To compete in geopolitics—as in sports, business, and life—one needs to actually compete. Washington has to outperform the Chinese competition, not just belittle and whine about it.
There is certainly a deep suspicion of Chinese intent across Asia today. But I have seen enough from every sub-region of Asia to know that the US will not get far by telling third countries that they should forestall deepening their economic relationships with China. For nearly every country, and especially the smaller ones, that is an impractical choice, and therefore will be rejected.
And that is not all. Trashing China’s initiatives while failing to counter and compete with them signals other capitals that their countries are of little interest to the United States on their own terms. Their takeaway will surely be that the United States pays attention to them only in the context of its strategic competition with China. That is a poor message indeed.
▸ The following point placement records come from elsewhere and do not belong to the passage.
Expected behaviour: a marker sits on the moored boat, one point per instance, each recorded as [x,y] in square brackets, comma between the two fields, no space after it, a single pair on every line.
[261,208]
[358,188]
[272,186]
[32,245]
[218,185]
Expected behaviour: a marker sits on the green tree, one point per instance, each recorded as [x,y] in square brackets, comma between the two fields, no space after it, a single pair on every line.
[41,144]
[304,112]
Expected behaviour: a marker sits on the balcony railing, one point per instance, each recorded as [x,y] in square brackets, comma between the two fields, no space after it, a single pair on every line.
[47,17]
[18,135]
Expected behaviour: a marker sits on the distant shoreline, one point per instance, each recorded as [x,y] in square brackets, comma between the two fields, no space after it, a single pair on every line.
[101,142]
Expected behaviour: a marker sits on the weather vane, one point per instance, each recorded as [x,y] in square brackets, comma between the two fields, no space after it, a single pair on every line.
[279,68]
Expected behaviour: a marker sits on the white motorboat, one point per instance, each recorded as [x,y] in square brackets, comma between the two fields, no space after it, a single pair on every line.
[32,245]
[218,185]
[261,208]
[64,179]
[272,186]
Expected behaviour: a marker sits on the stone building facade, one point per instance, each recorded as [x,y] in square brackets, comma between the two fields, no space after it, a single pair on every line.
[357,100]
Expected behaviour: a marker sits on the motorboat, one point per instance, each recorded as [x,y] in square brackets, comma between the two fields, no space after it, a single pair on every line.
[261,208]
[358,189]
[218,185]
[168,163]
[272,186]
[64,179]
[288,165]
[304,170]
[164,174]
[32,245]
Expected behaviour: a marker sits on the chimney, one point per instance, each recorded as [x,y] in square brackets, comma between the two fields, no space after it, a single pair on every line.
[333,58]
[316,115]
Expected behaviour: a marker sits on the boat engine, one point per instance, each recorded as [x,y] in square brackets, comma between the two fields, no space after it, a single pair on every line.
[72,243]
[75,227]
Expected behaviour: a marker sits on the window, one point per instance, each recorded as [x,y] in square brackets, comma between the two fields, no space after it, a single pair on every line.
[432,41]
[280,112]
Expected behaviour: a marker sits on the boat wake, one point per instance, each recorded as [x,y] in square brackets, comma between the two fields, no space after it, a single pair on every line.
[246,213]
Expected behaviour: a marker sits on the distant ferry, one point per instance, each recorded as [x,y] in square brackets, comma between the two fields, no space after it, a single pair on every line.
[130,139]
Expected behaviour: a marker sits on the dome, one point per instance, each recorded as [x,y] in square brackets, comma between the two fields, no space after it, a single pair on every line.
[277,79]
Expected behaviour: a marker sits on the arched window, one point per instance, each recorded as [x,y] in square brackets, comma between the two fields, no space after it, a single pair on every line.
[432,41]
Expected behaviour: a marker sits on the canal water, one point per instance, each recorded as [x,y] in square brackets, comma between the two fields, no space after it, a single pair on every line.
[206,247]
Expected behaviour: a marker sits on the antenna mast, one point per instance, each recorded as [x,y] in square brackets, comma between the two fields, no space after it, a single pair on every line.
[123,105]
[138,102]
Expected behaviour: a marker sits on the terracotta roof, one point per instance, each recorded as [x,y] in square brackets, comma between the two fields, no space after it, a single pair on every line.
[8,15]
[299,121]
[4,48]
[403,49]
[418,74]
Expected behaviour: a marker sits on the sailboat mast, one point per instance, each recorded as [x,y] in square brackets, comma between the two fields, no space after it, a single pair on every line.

The recent US approach, whether to BRI or to AIIB, risks inviting comparisons, both implicit and explicit, between what Washington is offering and what Beijing is offering. The US is diplomatically challenged and commercially weak in around two-thirds of the Eurasian continental landmass—including many countries in Central Asia, South Asia, and mainland Southeast Asia. Sadly, then, the comparison will often benefit Beijing not Washington.
I have written elsewhere about how the US could be more proactive in Asia, not reactive. But in responding to BRI, at least, it’s important when designing US policies not to compare American apples to Chinese oranges. America isn’t China. For instance, it doesn’t have state-backed firms that it can leverage through billions channeled through state-backed policy banks.
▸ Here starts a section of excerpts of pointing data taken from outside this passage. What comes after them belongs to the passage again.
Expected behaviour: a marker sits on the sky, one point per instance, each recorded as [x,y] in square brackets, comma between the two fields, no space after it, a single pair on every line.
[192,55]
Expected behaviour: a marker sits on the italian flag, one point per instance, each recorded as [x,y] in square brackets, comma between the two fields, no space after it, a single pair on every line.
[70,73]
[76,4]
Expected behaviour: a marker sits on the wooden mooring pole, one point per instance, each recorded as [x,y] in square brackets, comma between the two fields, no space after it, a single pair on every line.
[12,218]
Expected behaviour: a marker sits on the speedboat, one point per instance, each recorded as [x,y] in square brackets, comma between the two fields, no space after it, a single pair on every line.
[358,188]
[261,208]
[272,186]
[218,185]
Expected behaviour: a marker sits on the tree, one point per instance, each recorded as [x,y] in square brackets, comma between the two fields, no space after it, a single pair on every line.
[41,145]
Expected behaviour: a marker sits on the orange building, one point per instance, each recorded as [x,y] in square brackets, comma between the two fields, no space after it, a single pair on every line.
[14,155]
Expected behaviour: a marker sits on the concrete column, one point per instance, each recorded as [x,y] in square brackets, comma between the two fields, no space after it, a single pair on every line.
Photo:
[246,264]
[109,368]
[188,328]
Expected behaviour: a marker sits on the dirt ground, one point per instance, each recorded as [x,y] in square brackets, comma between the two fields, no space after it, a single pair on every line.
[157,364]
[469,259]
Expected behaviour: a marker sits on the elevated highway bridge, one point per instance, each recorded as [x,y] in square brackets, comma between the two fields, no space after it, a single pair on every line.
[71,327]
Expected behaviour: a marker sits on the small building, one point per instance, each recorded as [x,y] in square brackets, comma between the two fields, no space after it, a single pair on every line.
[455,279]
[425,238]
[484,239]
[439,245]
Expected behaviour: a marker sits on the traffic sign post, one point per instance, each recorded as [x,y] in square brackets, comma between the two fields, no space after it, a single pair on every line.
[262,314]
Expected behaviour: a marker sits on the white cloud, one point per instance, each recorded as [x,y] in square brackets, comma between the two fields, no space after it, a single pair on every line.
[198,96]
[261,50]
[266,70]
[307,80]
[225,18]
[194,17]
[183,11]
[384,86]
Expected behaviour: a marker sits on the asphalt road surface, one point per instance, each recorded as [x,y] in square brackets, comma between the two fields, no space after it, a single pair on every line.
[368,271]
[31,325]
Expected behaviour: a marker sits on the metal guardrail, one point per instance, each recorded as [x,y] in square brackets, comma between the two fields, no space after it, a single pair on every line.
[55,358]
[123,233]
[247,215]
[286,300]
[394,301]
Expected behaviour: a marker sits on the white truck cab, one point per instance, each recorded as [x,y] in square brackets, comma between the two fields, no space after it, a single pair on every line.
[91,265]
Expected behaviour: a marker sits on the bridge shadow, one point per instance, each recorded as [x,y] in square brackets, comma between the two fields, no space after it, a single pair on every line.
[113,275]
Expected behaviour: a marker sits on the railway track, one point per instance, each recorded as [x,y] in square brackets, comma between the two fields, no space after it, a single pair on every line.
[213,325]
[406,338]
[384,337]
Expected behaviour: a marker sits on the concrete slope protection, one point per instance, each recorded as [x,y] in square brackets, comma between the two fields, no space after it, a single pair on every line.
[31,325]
So Washington should be better leveraging its uniquely American strengths—technology, innovation ecosystems, STEM education, connections to the global capital markets, best in class services and other firms, and so on.
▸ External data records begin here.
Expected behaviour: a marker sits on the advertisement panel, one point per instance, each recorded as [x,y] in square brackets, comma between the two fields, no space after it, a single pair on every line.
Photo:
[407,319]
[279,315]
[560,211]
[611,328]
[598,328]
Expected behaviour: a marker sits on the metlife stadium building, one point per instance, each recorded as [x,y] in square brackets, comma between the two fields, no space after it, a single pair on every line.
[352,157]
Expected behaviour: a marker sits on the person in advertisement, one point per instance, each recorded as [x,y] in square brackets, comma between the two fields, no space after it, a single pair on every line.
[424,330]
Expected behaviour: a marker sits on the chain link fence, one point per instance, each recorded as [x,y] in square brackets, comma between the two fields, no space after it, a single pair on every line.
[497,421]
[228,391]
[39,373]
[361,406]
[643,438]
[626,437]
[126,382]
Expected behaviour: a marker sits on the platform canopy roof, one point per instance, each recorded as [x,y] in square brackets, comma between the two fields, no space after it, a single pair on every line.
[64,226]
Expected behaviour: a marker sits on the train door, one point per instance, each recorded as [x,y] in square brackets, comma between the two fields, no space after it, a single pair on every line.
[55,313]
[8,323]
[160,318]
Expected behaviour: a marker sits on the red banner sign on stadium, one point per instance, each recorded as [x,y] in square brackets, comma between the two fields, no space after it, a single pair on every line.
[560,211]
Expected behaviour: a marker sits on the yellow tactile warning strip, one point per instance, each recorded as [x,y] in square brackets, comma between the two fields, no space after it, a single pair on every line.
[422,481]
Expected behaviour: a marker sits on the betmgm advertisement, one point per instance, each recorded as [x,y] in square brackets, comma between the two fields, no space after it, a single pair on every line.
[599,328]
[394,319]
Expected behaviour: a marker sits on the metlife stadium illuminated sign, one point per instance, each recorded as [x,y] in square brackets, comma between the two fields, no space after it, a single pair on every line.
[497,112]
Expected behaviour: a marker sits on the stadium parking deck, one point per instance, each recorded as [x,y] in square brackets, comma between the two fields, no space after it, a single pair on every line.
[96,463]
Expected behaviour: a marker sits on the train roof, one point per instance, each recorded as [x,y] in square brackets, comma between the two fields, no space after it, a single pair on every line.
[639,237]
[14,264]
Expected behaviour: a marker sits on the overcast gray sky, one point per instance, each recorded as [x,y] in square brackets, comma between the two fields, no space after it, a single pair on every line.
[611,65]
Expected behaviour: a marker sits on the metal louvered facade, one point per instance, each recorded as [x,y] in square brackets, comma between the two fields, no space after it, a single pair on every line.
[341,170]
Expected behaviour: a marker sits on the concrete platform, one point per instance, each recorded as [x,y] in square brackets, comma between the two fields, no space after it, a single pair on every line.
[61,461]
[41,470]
It will be harder to deploy that leverage in the context of messages that say “America First.” American business remains crucial, especially in East Asia. US companies have invested more than $200 billion into the ten ASEAN countries of Southeast Asia alone. But what is at stake is not just business but rules, norms, standards, and strategic momentum.
Ultimately, at the political level, Washington spends far too much time playing defense against Beijing. As Asia becomes more integrated, the US will become progressively less relevant in many parts of the region—in Central Asia, in most of South Asia except India, and in mainland Southeast Asia, as noted above.
Within a generation, Americans could find their firms at a competitive disadvantage in a part of the world that will constitute as much as half of the global economy. Americans could become bystanders to the economic and strategic dynamics quickly reshaping this region.
The fact is, China is going to continue proposing initiatives like the Belt and Road. So the US needs to get off its back foot and onto the initiative.
The US can work with China but that needs to happen in the broader context of strategy and policy in Asia. And this includes leveraging the many initiatives and partnerships from Japan to Singapore that should also aim to promote economic expansion and connectivity.
I wrote in 2016—and I still believe—that the best adaptation to China’s new activism is a stronger offense, not perpetual defense.